Climate data for Ama (1991−2020 normals, extremes 1978−present)
| Month | Jan | Feb | Mar | Apr | May | Jun | Jul | Aug | Sep | Oct | Nov | Dec | Year |
| Record high °C (°F) | 17.3 (63.1) | 21.9 (71.4) | 23.6 (74.5) | 26.6 (79.9) | 30.4 (86.7) | 31.6 (88.9) | 35.4 (95.7) | 35.9 (96.6) | 35.0 (95.0) | 30.5 (86.9) | 25.6 (78.1) | 20.1 (68.2) | 35.9 (96.6) |
| Mean daily maximum °C (°F) | 8.2 (46.8) | 8.7 (47.7) | 11.7 (53.1) | 16.8 (62.2) | 21.3 (70.3) | 24.6 (76.3) | 28.2 (82.8) | 30.1 (86.2) | 26.3 (79.3) | 21.4 (70.5) | 16.3 (61.3) | 11.0 (51.8) | 18.7 (65.7) |
| Daily mean °C (°F) | 5.3 (41.5) | 5.2 (41.4) | 7.8 (46.0) | 12.5 (54.5) | 17.1 (62.8) | 20.7 (69.3) | 24.8 (76.6) | 26.3 (79.3) | 22.3 (72.1) | 17.1 (62.8) | 12.3 (54.1) | 7.8 (46.0) | 14.9 (58.9) |
| Mean daily minimum °C (°F) | 1.6 (34.9) | 1.0 (33.8) | 2.9 (37.2) | 7.3 (45.1) | 12.6 (54.7) | 17.2 (63.0) | 21.9 (71.4) | 22.9 (73.2) | 18.3 (64.9) | 12.3 (54.1) | 7.7 (45.9) | 3.8 (38.8) | 10.8 (51.4) |
| Record low °C (°F) | −6.6 (20.1) | −8.0 (17.6) | −4.7 (23.5) | −3.3 (26.1) | 2.8 (37.0) | 7.6 (45.7) | 11.4 (52.5) | 14.2 (57.6) | 6.1 (43.0) | 1.9 (35.4) | −0.7 (30.7) | −2.7 (27.1) | −8.0 (17.6) |
| Average precipitation mm (inches) | 116.9 (4.60) | 86.4 (3.40) | 108.6 (4.28) | 107.5 (4.23) | 125.7 (4.95) | 167.0 (6.57) | 203.7 (8.02) | 141.6 (5.57) | 197.8 (7.79) | 97.7 (3.85) | 105.8 (4.17) | 126.7 (4.99) | 1,589.3 (62.57) |
| Average precipitation days (≥ 1.0 mm) | 17.0 | 13.3 | 11.9 | 8.7 | 8.2 | 9.1 | 10.4 | 8.4 | 9.6 | 8.9 | 11.5 | 17.3 | 134.3 |
| Mean monthly sunshine hours | 70.9 | 93.4 | 157.9 | 204.6 | 215.2 | 156.1 | 161.5 | 213.2 | 164.8 | 163.6 | 110.2 | 78.5 | 1,790 |
Source: Japan Meteorological Agency

===Demographics===

Ama came under the control of the Matsue Domain in the Edo period, and was divided into seven villages.
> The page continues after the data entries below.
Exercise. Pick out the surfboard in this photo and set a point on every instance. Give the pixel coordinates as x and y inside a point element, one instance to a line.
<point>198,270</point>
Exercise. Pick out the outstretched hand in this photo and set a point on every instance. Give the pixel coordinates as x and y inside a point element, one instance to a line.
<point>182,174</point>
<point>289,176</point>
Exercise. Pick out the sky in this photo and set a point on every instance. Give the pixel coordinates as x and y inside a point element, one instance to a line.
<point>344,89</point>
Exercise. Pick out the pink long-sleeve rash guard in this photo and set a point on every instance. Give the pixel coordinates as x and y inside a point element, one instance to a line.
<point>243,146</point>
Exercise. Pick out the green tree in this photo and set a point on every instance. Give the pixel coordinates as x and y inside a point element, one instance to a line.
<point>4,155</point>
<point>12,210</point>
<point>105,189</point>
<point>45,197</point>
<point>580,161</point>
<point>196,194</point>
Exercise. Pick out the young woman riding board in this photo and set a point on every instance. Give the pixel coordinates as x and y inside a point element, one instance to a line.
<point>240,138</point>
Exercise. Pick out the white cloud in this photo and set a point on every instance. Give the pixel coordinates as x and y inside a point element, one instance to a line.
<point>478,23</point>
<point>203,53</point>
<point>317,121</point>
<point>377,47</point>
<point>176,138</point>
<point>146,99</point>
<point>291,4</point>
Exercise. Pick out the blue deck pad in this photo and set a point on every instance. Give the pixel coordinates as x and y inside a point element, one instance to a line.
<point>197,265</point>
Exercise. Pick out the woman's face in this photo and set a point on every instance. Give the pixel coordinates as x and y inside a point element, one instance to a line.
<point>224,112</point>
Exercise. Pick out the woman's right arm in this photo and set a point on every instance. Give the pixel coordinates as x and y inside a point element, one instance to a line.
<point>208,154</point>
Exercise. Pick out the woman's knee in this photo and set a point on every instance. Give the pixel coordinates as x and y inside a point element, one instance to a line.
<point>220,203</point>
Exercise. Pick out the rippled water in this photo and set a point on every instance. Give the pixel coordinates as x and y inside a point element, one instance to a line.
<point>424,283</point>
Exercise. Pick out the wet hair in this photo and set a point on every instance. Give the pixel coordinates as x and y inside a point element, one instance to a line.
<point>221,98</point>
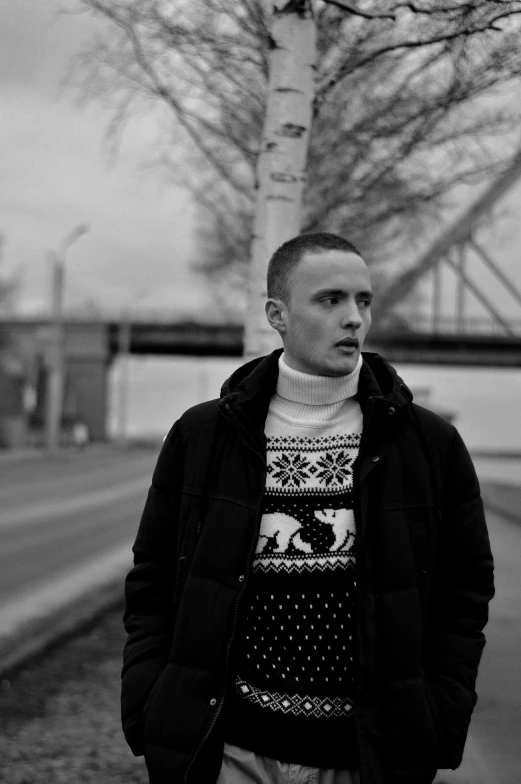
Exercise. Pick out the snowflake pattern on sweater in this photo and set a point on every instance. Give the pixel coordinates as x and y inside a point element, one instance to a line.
<point>298,623</point>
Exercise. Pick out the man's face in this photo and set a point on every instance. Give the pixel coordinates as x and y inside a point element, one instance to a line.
<point>324,323</point>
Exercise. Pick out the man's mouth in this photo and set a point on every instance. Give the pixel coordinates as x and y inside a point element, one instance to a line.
<point>348,342</point>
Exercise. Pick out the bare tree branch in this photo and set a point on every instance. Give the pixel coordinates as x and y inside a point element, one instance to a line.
<point>359,12</point>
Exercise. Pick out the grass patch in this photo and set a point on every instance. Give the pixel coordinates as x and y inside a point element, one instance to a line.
<point>59,717</point>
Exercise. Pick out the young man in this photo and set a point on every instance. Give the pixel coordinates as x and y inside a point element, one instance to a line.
<point>312,568</point>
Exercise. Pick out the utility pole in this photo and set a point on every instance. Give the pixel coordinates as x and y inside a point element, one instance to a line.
<point>56,364</point>
<point>124,338</point>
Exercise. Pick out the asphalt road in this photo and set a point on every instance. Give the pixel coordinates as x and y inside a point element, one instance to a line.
<point>57,514</point>
<point>61,516</point>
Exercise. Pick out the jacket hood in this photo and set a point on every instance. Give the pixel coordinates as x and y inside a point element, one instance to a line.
<point>258,378</point>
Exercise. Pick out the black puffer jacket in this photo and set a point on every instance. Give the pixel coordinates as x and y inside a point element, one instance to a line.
<point>424,581</point>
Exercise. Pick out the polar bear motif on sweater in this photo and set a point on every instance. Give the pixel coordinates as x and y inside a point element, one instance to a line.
<point>342,522</point>
<point>285,530</point>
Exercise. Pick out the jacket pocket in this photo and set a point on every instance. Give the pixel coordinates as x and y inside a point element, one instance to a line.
<point>436,720</point>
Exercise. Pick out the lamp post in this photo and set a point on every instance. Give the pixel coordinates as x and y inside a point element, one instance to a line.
<point>124,346</point>
<point>56,364</point>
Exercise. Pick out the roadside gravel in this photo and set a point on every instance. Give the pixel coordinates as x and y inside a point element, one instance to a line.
<point>59,717</point>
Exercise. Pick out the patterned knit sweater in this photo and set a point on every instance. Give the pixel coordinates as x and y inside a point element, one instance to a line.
<point>295,653</point>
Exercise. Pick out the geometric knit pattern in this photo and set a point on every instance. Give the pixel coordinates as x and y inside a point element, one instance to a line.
<point>297,654</point>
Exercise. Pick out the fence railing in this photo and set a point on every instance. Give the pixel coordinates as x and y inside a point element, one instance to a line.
<point>412,323</point>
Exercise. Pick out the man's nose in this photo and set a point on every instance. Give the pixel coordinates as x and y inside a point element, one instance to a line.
<point>351,316</point>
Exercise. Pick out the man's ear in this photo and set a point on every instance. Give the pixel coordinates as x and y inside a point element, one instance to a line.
<point>276,314</point>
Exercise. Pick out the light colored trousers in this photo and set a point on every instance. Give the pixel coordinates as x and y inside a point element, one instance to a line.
<point>244,767</point>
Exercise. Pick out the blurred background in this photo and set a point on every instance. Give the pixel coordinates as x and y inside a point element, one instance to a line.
<point>131,134</point>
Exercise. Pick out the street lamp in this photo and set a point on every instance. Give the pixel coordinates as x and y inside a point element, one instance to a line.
<point>124,346</point>
<point>56,365</point>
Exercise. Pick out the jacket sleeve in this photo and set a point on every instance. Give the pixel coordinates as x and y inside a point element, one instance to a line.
<point>149,586</point>
<point>463,585</point>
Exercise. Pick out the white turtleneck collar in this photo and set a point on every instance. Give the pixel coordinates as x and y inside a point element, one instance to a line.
<point>312,390</point>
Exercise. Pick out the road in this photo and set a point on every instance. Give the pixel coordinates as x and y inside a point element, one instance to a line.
<point>65,518</point>
<point>62,517</point>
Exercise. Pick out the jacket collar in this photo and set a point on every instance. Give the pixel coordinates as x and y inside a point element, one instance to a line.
<point>250,388</point>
After the Meiji restoration, the Oki Islands became part of Tottori Prefecture in 1871, but were transferred to Shimane Prefecture in 1881. Ama Village was established in 1904. Its population peaked in 1950 with 6,986 inhabitants, and has declined ever since. It was raised to town status on January 1, 1969.

==Economy==
The town economy is primarily based on agriculture and commercial fishing.